The company had, by its own admission, taken its eye off the corporate ball as it concentrated on developing its retail business, but now recognised that fleets offered a significant opportunity for growth.

The three-year so-called “turnaround strategy” included doubling the size of the corporate team, as Avis invested in account managers, field sales, business development and back-up support to providing a compelling reason for fleets to switch supplier.

The results have been instantaneous: two years of double-digit growth in corporate business, including a 20% rise alone in 2010.

Avis’s rental fleet has grown from around 17,000 to 20,000 cars while a forward orders book increase of £30 million on 2009/10 is likely to see even more vehicles added.

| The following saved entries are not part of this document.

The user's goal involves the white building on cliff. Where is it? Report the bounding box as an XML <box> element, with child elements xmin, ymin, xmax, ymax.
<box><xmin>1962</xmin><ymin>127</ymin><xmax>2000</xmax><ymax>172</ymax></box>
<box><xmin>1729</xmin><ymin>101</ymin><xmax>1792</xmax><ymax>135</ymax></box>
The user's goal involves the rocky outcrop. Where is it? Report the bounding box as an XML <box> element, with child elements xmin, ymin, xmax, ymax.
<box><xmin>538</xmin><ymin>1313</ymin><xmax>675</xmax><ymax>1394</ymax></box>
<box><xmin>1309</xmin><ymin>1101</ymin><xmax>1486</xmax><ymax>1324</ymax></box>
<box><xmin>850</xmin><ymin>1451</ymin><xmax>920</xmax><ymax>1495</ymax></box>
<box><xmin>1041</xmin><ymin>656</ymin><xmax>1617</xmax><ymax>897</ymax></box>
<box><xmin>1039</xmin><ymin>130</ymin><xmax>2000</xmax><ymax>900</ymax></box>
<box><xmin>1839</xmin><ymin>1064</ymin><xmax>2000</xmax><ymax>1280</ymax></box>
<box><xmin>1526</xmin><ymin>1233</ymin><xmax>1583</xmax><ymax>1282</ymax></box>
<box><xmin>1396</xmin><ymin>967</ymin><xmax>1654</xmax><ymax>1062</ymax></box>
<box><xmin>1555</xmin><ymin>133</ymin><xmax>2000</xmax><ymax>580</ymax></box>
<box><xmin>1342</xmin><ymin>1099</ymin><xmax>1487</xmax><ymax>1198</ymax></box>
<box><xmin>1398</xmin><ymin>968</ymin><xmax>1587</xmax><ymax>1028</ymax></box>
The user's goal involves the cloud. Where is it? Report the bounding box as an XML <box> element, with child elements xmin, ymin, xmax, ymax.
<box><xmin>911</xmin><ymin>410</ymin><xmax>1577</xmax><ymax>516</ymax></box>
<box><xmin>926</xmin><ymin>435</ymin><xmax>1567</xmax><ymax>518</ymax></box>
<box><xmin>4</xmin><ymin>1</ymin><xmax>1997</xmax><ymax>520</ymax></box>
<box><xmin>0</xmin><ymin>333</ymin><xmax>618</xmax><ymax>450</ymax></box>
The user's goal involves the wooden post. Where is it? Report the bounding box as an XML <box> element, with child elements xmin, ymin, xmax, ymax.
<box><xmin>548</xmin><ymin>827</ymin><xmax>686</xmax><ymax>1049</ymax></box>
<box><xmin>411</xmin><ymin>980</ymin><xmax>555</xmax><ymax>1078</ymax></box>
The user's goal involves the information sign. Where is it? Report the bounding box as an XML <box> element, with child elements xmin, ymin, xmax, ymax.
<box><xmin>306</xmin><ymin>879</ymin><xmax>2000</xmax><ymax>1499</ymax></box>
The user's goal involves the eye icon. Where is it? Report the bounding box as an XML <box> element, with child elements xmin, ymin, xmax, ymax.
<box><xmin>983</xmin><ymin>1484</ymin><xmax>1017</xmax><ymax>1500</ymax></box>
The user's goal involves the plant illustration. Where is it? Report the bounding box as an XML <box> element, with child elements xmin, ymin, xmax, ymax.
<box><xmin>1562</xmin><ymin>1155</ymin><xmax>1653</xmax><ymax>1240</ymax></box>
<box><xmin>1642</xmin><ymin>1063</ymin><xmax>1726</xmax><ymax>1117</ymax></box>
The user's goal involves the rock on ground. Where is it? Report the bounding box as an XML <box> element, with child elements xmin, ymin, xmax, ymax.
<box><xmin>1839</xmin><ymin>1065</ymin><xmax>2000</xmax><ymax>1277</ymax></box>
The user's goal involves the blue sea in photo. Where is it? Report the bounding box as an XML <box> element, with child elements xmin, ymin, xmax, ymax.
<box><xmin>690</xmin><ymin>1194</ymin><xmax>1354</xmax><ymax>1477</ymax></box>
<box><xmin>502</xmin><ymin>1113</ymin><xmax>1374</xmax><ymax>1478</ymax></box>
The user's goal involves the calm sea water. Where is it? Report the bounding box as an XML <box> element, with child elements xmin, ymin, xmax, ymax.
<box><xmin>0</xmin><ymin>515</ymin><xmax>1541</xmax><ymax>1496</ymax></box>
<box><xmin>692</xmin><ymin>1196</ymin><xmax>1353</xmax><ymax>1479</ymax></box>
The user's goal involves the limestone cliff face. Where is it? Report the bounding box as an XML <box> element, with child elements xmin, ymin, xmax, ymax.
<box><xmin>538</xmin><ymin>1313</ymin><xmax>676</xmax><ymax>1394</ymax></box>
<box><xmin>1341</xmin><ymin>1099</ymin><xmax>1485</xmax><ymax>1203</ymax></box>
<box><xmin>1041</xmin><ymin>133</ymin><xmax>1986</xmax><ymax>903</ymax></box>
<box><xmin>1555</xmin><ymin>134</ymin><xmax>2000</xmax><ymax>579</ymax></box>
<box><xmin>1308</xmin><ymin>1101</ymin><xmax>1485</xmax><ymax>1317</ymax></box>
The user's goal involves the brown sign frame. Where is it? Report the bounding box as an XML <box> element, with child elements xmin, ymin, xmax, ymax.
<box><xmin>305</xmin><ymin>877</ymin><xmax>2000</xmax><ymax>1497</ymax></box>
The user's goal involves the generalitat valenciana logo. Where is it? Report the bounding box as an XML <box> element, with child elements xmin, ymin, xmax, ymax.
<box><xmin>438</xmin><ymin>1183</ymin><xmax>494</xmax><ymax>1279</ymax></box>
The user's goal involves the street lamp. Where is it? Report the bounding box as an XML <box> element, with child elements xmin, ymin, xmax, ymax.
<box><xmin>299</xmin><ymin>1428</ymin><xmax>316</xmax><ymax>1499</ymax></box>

Anthony Ainsworth, Avis’s newly-appointed commercial director, says the company laid out its growth aspirations at a time when some other rental firms were scaling back due to the recession and rising difficulties in sourcing vehicles from manufacturers.

“We wanted to re-establish Avis in corporate, lease and SME and we have won business all these segments,” he says.

“Two years ago we had to do a lot of knocking on doors; now we have people knocking on our door.”

In addition to heavy investment in the corporate team, Avis claims its success has come from getting the basics right: delivering cars on time, beating its service level agreements and offering quick and easy billing.

Contracts are typically for two or three years for a set volume of hire days and car mix, plus an agreed performance matrix which Avis reports on monthly or quarterly.

The prices are set up front with a promise that they will not change mid-contract.

KPIs tend to cover the following areas:

  • Query ratio – the number of bill, damage or service queries per thousand vehicles
  • On time deliveries
  • Car availability
  • Damage queries as a percentage of rental numbers, plus speed with which they were resolved.

Larger corporate customers can use Avis’s demand forecasting tool which tracks rental histories and enables it to plan ahead. It improves car availability and helps the customer to budget more accurately.

Avis’s new Wizmap delivery and collection tracking system, currently being rolled out, will improve efficiency as well as enabling Avis to optimise deliveries nationally based on requirements and demand.

“We can see our entire 20,000 fleet and check what’s available where and when,” says Ainsworth.